We can now try iteratively to adapt the exponents such that either the both sides have at some iteration the same primefactorization and are thus equal or that we arrive at an impossibility and thus at a contradiction.

For instance, to make the rhs containing the primefactor $193$ the exponent must contain the order of $193$ to base $2$, such that $193 \mid \text{ <rhs> }$ . This requires that in the exponent we have the value $96 = 2^5 \cdot3$ and we can write $${2^{2^5 \cdot 3^3 \cdot y_2}-1 \over 3^4 } = 193.\quad 5.7.13.17.19.37.73.97.109.241.257.\text{<big>} \tag { rhs} $$ and so indeed the rhs contains now the primefactor $193$. But this introduced a lot of additional primefactors, which must now occur in the lhs, too.

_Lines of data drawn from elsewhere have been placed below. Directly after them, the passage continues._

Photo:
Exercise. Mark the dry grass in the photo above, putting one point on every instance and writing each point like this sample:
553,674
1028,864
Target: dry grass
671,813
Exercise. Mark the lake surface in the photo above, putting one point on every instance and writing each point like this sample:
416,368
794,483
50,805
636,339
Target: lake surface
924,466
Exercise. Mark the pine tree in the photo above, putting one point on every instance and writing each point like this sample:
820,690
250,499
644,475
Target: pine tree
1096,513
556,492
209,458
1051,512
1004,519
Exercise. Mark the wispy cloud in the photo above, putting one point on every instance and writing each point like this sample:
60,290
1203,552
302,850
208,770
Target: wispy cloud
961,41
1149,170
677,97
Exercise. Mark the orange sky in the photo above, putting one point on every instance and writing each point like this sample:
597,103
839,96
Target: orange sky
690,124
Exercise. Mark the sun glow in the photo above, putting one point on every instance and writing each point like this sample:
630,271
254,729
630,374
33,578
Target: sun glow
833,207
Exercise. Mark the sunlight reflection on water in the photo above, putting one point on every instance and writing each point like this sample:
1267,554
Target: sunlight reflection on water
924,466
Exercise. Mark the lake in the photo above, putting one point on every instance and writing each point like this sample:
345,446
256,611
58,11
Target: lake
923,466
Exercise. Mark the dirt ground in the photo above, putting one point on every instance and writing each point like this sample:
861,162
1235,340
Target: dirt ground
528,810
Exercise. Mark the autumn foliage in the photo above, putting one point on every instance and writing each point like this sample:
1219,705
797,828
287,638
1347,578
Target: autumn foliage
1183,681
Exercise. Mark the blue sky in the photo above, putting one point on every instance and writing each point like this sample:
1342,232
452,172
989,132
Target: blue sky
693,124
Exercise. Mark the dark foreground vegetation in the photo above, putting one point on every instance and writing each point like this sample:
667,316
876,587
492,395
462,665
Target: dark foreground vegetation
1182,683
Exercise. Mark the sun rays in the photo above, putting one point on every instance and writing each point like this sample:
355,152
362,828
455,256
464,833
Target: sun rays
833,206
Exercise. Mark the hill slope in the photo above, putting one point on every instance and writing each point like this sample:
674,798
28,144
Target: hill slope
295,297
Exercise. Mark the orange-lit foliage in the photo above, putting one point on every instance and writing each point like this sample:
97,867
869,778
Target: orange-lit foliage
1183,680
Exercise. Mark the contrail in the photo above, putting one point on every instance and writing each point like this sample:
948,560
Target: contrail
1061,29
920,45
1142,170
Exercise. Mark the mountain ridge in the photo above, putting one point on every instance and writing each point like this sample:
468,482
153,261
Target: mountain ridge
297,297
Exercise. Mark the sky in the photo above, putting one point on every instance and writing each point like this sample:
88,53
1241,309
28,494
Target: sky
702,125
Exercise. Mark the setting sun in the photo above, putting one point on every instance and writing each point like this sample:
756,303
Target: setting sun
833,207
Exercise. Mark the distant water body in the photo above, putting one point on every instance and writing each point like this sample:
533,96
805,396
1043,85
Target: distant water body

Let's look at the primefactor $257$. To get it in the lhs we need in the exponent of the lhs the value $2^8$. But this contradicts the restriction in $(3)$ where we find that $2 \not \mid x_1$ and we need now $2^4 \mid x_1$ to allow the primefactor $257$ to appear.

Thus we have a contradiction, and we can state:

Theorem: There is no second solution besides $x=y=0$ in $(3)$ and thus not in (1)